When she went back home, Joaneva says the news still hadn't sunk in. She kept recalling the doctor's words.

"I took my laptop and started to Google about the condition," she says.

Her search led her to a group that called itself Beautiful You MRKH, a support group for women with the same condition.

"Getting to know the support group was one of my best experiences. I realised that I was not alone in this journey. After a few days I met another Kenyan online through a group that called itself Experience Project, where people share life experiences. She also had the MRKH condition. We exchanged contacts and planned to meet. Through her, I met other women with the same condition and ever since I  have got sisters who have been supportive," she says.

Together with her new friends, Joaneva created a secret support group on facebook where they discuss issues related to the condition. It was after this that she got the idea of forming a local support organisation.

"It has been a long journey. I could not find any organisation that spoke openly about MRKH syndrome in Kenya or Africa, thus the birth of MRKH Africa Foundation which officially kicked off in March last year," she says.

"There have been problems and raising awareness on MRKH has proved difficult. Discussions about sexuality is hard. To even go deeper and talk about abnormalities in someone's sexuality is tough, and explaining the name itself is tougher," explains Joaneva.

"The idea of the foundation did not please many people. I have lost connection with family and friends. I've been called names and at some point saw myself as a failure. But I believe that was the start of a life that would show the immense love God has for me. I am a spiritual person hence every time I went deep into prayer; God renewed my strength to push on."

The organisation which has members from West and South Africa also raises awareness on infertility, adoption, and surrogacy and strives to fight the stigma sometimes associated with these conditions.

In the process, Joaneva says she has met women who desire to have children but cannot, those who have been left by their husbands, those who want to get married but cannot, and those who have been shunned by society. Her desire is to connect these women with each other and provide a platform where they can share and encourage one another.

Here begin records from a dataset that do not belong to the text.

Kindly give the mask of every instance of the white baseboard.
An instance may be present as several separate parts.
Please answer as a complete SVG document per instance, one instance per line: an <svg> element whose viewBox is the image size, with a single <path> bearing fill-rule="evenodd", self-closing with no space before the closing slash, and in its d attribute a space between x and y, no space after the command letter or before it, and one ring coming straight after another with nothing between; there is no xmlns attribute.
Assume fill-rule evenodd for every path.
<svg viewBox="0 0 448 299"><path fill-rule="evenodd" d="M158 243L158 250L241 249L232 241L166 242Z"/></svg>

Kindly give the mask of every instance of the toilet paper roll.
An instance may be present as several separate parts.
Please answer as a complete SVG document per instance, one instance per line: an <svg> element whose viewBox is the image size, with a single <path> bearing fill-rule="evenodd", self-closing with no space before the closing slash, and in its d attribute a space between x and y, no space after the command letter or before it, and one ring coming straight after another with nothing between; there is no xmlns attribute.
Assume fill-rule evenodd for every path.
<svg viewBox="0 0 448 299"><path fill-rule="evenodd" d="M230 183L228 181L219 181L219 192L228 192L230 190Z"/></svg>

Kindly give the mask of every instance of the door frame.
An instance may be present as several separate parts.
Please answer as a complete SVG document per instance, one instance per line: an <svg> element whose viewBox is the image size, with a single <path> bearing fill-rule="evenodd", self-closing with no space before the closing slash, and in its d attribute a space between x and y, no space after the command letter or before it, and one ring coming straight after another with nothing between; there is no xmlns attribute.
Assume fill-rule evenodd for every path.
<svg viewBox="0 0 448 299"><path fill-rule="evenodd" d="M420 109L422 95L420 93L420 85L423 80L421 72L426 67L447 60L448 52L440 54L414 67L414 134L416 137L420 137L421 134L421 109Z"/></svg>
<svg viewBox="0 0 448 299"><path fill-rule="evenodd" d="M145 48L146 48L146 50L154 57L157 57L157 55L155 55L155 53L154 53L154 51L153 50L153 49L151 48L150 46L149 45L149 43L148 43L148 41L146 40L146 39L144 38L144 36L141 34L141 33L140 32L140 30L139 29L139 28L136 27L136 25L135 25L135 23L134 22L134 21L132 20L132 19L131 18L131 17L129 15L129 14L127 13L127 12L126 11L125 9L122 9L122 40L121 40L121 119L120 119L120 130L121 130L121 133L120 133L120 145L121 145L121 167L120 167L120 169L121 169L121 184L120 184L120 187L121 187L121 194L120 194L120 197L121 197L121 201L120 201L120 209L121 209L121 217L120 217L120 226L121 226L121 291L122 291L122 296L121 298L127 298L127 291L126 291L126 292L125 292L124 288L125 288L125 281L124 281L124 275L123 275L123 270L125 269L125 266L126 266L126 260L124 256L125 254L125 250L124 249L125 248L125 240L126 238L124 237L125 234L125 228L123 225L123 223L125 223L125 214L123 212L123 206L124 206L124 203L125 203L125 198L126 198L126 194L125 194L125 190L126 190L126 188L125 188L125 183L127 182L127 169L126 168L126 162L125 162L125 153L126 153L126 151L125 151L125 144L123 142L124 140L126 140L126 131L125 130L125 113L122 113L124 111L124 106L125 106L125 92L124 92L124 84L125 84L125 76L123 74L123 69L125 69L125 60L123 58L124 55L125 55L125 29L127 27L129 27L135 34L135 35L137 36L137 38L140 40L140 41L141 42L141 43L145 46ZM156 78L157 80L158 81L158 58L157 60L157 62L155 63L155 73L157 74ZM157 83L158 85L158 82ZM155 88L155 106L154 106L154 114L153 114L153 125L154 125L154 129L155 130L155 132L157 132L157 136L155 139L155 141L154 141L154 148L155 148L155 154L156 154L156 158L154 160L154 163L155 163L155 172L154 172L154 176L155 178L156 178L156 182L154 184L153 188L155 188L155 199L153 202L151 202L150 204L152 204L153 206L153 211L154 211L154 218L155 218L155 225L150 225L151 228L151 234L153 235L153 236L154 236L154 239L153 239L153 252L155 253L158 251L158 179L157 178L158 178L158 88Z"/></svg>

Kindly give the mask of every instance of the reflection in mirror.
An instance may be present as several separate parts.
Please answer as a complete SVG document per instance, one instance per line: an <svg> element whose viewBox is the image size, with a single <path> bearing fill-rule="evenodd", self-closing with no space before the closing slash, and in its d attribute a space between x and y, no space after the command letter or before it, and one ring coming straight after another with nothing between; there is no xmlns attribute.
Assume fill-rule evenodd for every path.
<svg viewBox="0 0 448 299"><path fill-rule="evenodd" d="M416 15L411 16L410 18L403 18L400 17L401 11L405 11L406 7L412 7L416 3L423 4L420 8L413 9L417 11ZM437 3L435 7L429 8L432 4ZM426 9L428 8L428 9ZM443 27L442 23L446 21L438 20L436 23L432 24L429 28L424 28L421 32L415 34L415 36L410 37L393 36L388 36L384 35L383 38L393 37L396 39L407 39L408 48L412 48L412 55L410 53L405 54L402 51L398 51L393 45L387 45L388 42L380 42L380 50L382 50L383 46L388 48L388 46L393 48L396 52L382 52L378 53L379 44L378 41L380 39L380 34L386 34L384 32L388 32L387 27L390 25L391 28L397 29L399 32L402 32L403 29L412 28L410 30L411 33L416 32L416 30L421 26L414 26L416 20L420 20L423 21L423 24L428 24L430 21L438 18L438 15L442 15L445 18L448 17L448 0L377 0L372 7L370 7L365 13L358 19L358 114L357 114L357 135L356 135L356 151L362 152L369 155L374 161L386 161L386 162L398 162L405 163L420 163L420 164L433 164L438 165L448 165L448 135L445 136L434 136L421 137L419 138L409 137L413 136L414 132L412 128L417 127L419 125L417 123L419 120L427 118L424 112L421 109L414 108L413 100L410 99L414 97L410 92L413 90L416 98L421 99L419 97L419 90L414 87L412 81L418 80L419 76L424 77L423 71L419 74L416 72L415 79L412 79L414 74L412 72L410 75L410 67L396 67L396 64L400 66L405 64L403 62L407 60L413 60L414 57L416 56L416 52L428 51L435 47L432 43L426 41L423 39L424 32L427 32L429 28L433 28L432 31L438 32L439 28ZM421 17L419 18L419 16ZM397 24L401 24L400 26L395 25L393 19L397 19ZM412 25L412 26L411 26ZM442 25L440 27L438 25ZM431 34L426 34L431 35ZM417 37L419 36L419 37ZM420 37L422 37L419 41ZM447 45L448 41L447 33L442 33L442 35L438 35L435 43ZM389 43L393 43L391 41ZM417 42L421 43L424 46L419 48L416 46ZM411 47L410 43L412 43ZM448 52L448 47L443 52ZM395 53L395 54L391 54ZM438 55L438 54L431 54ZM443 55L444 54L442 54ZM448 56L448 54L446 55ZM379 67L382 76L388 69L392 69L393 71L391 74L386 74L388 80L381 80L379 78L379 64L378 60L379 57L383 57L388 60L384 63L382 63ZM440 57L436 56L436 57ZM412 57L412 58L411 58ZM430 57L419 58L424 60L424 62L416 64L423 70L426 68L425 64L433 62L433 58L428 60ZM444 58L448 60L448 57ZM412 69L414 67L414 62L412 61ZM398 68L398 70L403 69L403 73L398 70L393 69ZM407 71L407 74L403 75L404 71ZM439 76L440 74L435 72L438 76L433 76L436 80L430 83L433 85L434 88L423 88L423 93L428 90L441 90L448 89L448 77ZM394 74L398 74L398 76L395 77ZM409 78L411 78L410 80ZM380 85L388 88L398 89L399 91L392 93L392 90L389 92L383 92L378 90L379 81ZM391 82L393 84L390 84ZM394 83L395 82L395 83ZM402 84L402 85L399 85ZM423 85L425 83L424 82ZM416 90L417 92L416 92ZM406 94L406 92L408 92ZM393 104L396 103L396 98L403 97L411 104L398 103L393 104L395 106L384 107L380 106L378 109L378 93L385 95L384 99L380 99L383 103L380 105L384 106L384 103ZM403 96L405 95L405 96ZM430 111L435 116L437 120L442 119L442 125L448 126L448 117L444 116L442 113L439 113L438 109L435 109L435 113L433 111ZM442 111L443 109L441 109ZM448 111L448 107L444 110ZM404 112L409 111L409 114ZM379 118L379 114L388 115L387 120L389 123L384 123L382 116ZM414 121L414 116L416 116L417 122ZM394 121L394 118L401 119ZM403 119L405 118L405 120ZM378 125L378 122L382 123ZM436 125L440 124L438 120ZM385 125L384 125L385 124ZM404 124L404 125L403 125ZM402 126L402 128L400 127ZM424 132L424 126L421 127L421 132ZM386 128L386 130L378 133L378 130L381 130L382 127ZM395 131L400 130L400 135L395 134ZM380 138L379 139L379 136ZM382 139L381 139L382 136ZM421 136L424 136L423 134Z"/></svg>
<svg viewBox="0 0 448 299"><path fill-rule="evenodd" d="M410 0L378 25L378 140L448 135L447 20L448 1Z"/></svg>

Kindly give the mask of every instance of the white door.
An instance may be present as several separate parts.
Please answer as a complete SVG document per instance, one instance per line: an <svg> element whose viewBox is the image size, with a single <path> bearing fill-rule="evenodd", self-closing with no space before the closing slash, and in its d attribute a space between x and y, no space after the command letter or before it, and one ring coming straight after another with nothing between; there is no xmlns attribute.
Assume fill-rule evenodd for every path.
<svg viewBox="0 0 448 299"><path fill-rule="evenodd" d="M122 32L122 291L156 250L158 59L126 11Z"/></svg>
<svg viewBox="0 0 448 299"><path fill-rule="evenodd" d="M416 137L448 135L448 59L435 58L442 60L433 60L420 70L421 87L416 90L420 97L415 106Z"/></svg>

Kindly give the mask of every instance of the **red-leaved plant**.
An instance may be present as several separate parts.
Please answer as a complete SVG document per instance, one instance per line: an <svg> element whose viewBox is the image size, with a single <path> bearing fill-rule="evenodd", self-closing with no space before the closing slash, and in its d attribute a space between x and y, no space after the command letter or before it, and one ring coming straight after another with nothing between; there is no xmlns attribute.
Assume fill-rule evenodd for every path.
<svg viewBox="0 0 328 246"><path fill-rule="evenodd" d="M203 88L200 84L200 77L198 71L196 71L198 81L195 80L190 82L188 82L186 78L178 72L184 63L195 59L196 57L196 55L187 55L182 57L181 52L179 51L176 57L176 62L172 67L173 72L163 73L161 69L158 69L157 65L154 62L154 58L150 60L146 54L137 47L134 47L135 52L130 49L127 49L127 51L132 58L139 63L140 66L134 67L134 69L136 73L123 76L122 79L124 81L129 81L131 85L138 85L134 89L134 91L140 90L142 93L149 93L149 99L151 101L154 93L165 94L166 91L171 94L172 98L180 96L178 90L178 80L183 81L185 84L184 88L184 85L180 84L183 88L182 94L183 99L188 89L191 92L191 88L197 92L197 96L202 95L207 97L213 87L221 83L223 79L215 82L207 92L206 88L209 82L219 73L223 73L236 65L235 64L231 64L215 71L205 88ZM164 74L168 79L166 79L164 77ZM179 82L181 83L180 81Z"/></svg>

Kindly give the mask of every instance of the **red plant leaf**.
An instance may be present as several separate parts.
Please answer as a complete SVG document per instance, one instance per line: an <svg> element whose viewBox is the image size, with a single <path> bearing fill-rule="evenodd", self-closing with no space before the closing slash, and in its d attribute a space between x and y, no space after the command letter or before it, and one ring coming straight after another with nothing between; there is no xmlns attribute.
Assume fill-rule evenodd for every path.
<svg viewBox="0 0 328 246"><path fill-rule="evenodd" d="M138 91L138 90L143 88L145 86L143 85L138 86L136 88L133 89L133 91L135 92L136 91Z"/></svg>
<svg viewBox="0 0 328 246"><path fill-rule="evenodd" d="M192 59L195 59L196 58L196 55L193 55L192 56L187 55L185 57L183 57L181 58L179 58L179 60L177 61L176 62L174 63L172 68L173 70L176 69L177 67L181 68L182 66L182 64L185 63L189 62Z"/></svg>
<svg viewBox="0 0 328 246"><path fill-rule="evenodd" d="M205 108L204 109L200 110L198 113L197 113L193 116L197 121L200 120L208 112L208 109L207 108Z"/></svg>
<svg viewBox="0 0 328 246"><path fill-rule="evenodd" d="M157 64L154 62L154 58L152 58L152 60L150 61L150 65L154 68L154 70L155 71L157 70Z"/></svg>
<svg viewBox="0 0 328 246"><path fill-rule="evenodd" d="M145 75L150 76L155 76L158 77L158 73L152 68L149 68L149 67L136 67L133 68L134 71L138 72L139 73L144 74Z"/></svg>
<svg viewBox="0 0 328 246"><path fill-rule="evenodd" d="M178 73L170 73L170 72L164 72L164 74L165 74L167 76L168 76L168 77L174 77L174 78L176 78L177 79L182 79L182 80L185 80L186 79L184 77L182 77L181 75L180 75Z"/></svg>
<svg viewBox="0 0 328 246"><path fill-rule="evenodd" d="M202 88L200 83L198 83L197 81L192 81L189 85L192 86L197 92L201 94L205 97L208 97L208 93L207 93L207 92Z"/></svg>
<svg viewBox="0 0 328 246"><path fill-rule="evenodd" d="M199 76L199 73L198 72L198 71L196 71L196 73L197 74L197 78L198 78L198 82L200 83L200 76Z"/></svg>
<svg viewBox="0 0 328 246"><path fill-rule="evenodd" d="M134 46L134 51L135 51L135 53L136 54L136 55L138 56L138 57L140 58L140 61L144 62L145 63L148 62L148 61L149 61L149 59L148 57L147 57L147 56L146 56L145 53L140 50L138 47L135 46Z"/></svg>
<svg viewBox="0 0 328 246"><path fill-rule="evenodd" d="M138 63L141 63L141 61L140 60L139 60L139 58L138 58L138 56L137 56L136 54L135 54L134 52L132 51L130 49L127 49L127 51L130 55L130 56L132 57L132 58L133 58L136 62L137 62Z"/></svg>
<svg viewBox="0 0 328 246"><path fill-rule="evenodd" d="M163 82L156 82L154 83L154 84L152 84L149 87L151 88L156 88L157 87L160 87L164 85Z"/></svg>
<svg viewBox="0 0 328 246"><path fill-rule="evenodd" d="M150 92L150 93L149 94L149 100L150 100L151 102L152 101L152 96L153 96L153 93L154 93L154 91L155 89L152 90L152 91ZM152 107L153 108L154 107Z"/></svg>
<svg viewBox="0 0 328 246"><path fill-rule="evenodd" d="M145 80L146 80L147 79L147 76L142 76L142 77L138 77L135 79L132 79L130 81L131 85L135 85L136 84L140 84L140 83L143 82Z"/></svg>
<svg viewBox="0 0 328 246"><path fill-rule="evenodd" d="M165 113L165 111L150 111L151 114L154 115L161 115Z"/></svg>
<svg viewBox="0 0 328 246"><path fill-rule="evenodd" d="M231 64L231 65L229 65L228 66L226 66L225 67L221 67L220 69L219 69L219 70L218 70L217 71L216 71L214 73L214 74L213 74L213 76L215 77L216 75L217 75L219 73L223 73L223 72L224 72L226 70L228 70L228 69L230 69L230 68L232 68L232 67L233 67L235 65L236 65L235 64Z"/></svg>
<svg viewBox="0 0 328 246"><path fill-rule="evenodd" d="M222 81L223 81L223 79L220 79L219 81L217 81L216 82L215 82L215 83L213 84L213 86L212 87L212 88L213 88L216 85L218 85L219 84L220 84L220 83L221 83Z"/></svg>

"We are trying to encourage those who can afford to opt for surrogacy or adoption. We are also incorporating the men who either date or are married to these women in our forums. Another strategy is to bring in the parents, who tend to feel they are the cause of their daughter's condition. So far we have done one parent visit and the feedback is amazing. They are now opening up," she says.

As the youngest of two brothers, Joaneva says her close-knit family has been supportive.

"My brothers cheer me up during my low moments. My mum on the other hand has been extremely supportive, though at first it was difficult for her. She has seen my determination  and encourages me to push on," she says.

Though she has accepted her condition, there are days it takes a toll on her but she has learnt to deal with it.

"Sometimes you think you are strong but when you sit down with friends and family and they talk about their life experiences such as pregnancy, raising a family, you just want to break down," she says.

Her greatest source of inspiration, she says, is the vision and passion she has for MRKH Africa Foundation.

"I want to see it grow and make a difference in the lives of women who are suffering from this condition, both in Kenya and beyond. I want them to be confident and know that every problem has a solution, and one must choose to stay on the side of the solution and not focus on the problem," says Joaneva.

And just like any woman, Joaneva says she looks forward to getting married one day and having a family of her own.

"I am currently dating and hoping that things turn out well. As for children, I would go the adoption way, if my partner agrees to it," she says.